Structural Constraints, Spandrels, and Exaptation 1275
on Darwinian individuals at several nested levels: Future flexibilities cannot be
targets of conventional organismal selection; nor can such an attribute enter any
calculation of the differential organismal fitness that fuels Darwin's mechanism. But
this conclusion does not imply that attributes of evolvability must remain uninvolved
as agents in any form of selection—for the most commonly cited components of
evolvability can act as positive traits to enhance the fitness of species-individuals in
selection at the species level. Just consider the two most widely recognized boosts to
evolvability at the species level: the propensity of some species to generate relatively
more daughter species, and the resistance to extinction conferred upon some species
by such organismal features as generalized anatomy and wide ecological tolerance.
These two properties represent the primary analogs, at the species level, of the two
cardinal attributes—birth rates and death rates—that virtually define the fitness of
organisms in the calculus of Darwinian benefits for traits that must ultimately express
their selective advantages by correlation with enhanced birth or retarded death of
organisms. Organismal selection cannot craft propensities for speciation or
resistances to extinction in any direct way, but these properties act as primary
features in the higher-level process of species selection, and therefore figure
prominently and directly in the calculus of selective advantage under hierarchical
models.
But a potential problem still remains. Species selection can certainly utilize and
maintain these important traits of species-individuals, but species selection cannot
always fashion such traits, especially when they emerge into this higher level as
spandrels of selection upon organisms—as must occur when emergent fitness at the
species level resides in the higher-level expression of organismal traits that can only
originate by conventional organismal selection (see Lloyd and Gould, 1993; Gould
and Lloyd, 1999 for an analysis of the logic of this issue). For example, in the case
cited above, the enhanced resistance of a species to extinction emerges as a
consequence of such organismal traits as generalized anatomy and broad
physiological tolerance.
But when we probe further, and draw the appropriate analogy to the level we
understand best, we recognize that ability to utilize, combined with inability to
fashion, represents a norm within Darwinian theory, not a distinctive anomaly
provoked by evolvability at the species level. Ordinary natural selection doesn't
manufacture its variational raw material either. Darwinians have always understood
that their theory's most quirky, most original, and most brilliant intellectual "move"

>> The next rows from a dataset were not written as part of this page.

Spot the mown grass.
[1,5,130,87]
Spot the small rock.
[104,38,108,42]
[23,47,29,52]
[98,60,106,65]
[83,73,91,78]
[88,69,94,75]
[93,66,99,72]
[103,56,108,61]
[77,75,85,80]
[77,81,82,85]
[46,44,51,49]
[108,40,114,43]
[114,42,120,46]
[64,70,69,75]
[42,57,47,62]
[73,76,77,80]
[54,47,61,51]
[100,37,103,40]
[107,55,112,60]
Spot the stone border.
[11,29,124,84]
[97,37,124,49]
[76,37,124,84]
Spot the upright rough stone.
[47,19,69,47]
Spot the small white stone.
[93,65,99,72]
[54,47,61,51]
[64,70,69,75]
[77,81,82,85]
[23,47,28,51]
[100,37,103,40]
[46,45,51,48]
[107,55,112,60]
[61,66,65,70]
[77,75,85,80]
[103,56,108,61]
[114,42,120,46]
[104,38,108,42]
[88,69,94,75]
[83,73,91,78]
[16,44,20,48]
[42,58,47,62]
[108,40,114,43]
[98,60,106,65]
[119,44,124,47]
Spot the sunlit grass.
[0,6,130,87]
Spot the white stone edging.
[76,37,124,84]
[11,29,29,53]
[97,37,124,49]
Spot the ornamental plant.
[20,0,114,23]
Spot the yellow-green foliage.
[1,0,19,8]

explains how a process that creates nothing directly can, nonetheless, operate on raw
material of different origin to become a "creative" force in the construction of novel
and useful features. Indeed, I devoted much of Chapter 2 to illustrating how Darwin's
contemporaries rarely grasped this intensely paradoxical, but defining, property of
natural selection's genuine creativity, based only upon its power to enhance or
eliminate, but not to craft variation in a direct and dedicated manner. And I pointed
out that the isotropy (or undirectedness) of variational raw material acts as a
prerequisite for granting natural selection this potentially creative role.